Table 1 Questions for translation from ALS mouse models to the clinic

From: Opinion: more mouse models and more translation needed for ALS

• What are the disparate primary causes and pathogenic processes that lead to the similar clinical and cellular outcomes of sporadic and familial subtypes of ALS?

• Can we translate treatments for heterogeneous forms of ALS, without knowing specific molecular mechanisms?

• Can we create models for sporadic ALS?

• Have we missed drugs that would have been successful in people with SOD1-ALS?

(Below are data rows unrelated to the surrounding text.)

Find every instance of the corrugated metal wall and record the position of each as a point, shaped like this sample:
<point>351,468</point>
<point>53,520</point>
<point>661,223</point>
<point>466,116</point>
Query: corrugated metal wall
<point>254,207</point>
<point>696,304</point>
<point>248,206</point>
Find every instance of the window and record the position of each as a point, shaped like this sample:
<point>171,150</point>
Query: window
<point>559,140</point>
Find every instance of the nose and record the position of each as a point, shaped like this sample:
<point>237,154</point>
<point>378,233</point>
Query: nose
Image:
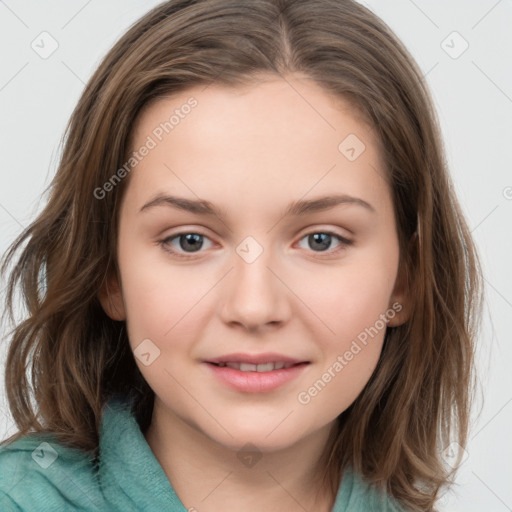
<point>254,295</point>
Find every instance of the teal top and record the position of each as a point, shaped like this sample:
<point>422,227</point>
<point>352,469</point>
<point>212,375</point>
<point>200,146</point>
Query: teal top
<point>39,474</point>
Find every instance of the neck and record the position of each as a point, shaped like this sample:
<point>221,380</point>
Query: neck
<point>210,477</point>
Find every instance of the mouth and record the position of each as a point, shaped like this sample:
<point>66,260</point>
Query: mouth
<point>262,367</point>
<point>258,376</point>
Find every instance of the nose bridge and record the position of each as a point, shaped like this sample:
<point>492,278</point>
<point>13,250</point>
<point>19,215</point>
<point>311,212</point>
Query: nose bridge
<point>255,296</point>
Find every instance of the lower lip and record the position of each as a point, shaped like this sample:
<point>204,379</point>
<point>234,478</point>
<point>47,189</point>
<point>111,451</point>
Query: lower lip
<point>256,382</point>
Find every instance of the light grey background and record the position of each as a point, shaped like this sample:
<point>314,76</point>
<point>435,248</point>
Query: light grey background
<point>473,95</point>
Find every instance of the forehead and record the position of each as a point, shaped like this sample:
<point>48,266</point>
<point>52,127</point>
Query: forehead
<point>275,137</point>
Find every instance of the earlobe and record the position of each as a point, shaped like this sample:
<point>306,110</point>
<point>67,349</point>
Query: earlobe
<point>111,299</point>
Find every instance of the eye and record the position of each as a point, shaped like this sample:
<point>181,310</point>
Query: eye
<point>322,240</point>
<point>189,242</point>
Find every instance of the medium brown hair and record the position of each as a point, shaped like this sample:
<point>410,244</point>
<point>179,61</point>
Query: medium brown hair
<point>418,398</point>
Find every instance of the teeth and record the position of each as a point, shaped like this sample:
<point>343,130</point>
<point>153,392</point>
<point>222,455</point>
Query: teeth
<point>264,367</point>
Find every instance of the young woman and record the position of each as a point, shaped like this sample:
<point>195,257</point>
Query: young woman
<point>252,286</point>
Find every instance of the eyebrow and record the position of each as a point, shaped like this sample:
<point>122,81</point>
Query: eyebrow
<point>297,208</point>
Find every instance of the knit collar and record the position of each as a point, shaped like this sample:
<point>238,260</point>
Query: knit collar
<point>130,475</point>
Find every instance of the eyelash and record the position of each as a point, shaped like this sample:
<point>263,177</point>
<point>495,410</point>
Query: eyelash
<point>164,243</point>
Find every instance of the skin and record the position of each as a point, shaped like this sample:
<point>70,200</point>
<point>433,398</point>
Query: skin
<point>251,151</point>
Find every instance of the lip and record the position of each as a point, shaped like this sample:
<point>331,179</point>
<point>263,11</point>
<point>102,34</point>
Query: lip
<point>268,357</point>
<point>256,382</point>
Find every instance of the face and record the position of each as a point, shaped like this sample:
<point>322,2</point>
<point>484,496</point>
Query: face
<point>264,270</point>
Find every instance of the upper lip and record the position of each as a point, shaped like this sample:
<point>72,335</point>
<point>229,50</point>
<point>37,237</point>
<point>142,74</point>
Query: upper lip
<point>269,357</point>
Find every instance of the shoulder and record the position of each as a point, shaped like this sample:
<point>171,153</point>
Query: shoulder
<point>356,494</point>
<point>39,473</point>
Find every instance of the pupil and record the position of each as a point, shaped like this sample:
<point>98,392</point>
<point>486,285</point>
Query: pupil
<point>317,238</point>
<point>193,240</point>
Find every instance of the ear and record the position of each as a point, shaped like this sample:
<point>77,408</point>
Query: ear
<point>111,298</point>
<point>401,299</point>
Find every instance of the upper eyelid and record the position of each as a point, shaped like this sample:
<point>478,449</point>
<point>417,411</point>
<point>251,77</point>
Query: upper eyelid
<point>332,232</point>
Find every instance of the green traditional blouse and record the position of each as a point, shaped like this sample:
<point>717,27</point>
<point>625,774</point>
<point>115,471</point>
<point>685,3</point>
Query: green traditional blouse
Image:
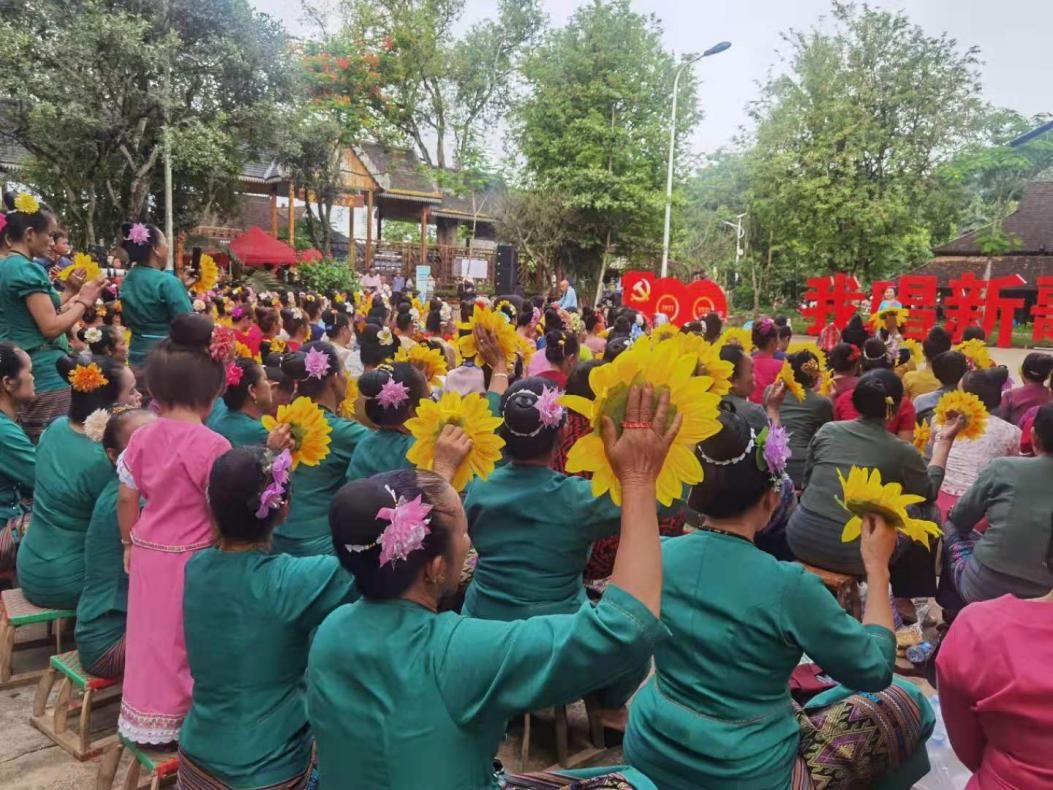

• Are any treatments developed in SOD1 transgenics, other than ASOs for SOD1 itself, likely to work in the 98% of patients who do not have SOD1-ALS?

• How do we resolve the tension between the biology/pathology of ALS models versus the constraints of time/financial realities in pharma/biotech/academia?

• Can we create complex mouse models that give us disease progression/biomarkers/pathologies that are helpful for translation for each ALS subtype? How are these paid for?

• What markers of disease progression (biomarkers/endophenotypes), not of endstage, should we use in mouse preclinical studies to give us granular longitudinal data on drug effects prior to translation into humans?

• What markers of disease progression (biomarkers/endophenotypes) should we use in human clinical trials?

• How do we overcome the difficulties of patient heterogeneity and small numbers for each subtype, and trial stratification in translation from genetic mouse models to human ALS patients with sporadic and familial disease?